Namun, memang begitulah orang tua. Makin tua, makin seperti anak kecil.

"Kakek Gerrard, permainan caturmu sungguh luar biasa. Aku sama sekali tidak bisa melawan. Aku menyerah!"

Welliam memang berwatak dominan. Namun, dia tetap paham cara etika pergaulan. Satu pujian licin darinya bisa membuat suasana lebih baik. Benar saja, Kakek Gerrard pun langsung tertawa bahagia.

Gerrard berkata dengan senyuman, "Anak muda gampang terpengaruh oleh pendapat orang lain. Baik dalam catur maupun bisnis, yang terpenting adalah kemampuan menguasai pikiran lawan."

"Tadi, perkataanku telah memengaruhi strategimu. Kamu menjadi terlalu berhati-hati.
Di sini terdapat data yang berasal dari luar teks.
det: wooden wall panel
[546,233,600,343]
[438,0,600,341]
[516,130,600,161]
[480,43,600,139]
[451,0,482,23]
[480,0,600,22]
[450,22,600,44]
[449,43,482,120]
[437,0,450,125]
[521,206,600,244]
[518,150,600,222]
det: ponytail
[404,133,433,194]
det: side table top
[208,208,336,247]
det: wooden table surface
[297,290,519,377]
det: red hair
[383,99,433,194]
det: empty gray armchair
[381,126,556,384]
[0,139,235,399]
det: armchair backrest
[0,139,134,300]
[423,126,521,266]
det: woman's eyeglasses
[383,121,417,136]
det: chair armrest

Kamu bertahan terlalu banyak dan kurang menyerang."

Welliam hampir saja memutar bola matanya. Dia membatin. "Andai kakek bukan kakeknya Emily, aku pasti akan buat kakek kalah hingga ragu dengan seluruh strategi hidupmu."

Namun, Welliam tetap memasang ekspresi hormat dengan. Dia bangkit untuk membungkuk hormat. "Terima kasih atas bimbingannya, Kakek Gerrard. Aku telah belajar banyak hari ini."

Gerrard tertawa lepas dan suaranya penuh semangat. Jelas dia merasa sangat puas.

Dia mengecek jam. "Baik, cukup untuk hari ini. Waktunya makan siang. Nanti, temani kakek minum sedikit."

Welliam diam-diam menarik napas lega. Sejauh ini, kesan Kakek Gerrard terhadapnya masih cukup baik.